Anoressia e bulimia nei ragazzi incontro al Teatro Villoresi

Un progetto di prevenzione contro anoressia e bulimia che punta a contrastare le due patologie rendendo i bambini protagonisti del loro apprendimento.

Anoressia e bulimia nei ragazzi incontro al Teatro Villoresi
Cronaca 15 Novembre 2017 ore 11:01

Il Fondo per l’Anoressia-Famiglia Peppino Fumagalli invita alla presentazione di un progetto innovativo contro l’anoressia e la bulimia nei giovani

Anoressia e bulimia in crescita

Solo nel 2016 l’anoressia ha fatto in Italia 3.240 vittime. Un dato davvero preoccupante. L’Organizzazione Mondiale della Sanità la indica come prima causa di morte per gli adolescenti dopo gli incidenti stradali.

È in questo contesto che il Fondo per l’anoressia – Famiglia Peppino Fumagalli promuove un innovativo progetto di prevenzione rivolto alle scuole dell’infanzia e primarie. Perché, sottolineano gli organizzatori, non è mai troppo presto per aiutare i bambini e le loro famiglie a costruire una vita di benessere.

“Le emozioni nel piatto”

L’iniziativa, denominata “Le emozioni nel piatto”, raccoglie le indicazioni più attuali del Ministero della Salute e del MIUR, guidando i bambini lungo un percorso di scoperta che li aiuti a maturare un sereno rapporto con il cibo.

Una epidemia sociale

Già perchè ormai, con 8.500 nuovi casi all’anno (di cui il 10% riguardanti maschi) la diffusione dei disturbi del comportamento alimentare sta assumendo le caratteristiche di una vera e propria epidemia sociale.
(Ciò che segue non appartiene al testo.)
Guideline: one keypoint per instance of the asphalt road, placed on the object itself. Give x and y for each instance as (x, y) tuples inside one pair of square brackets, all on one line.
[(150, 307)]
E a rendere ancora più preoccupante la situazione c’è il continuo abbassarsi dell’età di esordio, spesso già nella fascia tra gli 8 e i 13 anni.

Appuntamento al Teatro Villoresi

Lunedì 27 novembre alle 21 il Teatro Villoresi, in Piazza Carrobiolo a Monza ospita la presentazione del progetto “Le emozioni nel piatto”. L’idea di fondo che sostiene l’approccio metodologico si può riassumere in due parole: “imparare divertendosi”. Attraverso la proposta di giochi, racconti, filastrocche, cartoni animati, attività di gruppo e di laboratorio, il progetto stimolerà nei bambini la capacità di osservazione, di gestione delle emozioni e delle ansie, e la capacità di stabilire legami affettivi
fondati sulla comprensione, sul rispetto e sulla solidarietà.

La sicurezza in se stessi e negli altri

Grazie ai materiali didattici studiati da un’equipe di educatori, psicologi, nutrizionisti ed esperti di educazione alimentare, si punta a creare un contesto scolastico nel quale i bambini possano maturare sicurezza in se stessi e fiducia negli altri, entrambi elementi fondamentali di prevenzione primaria dell’anoressia.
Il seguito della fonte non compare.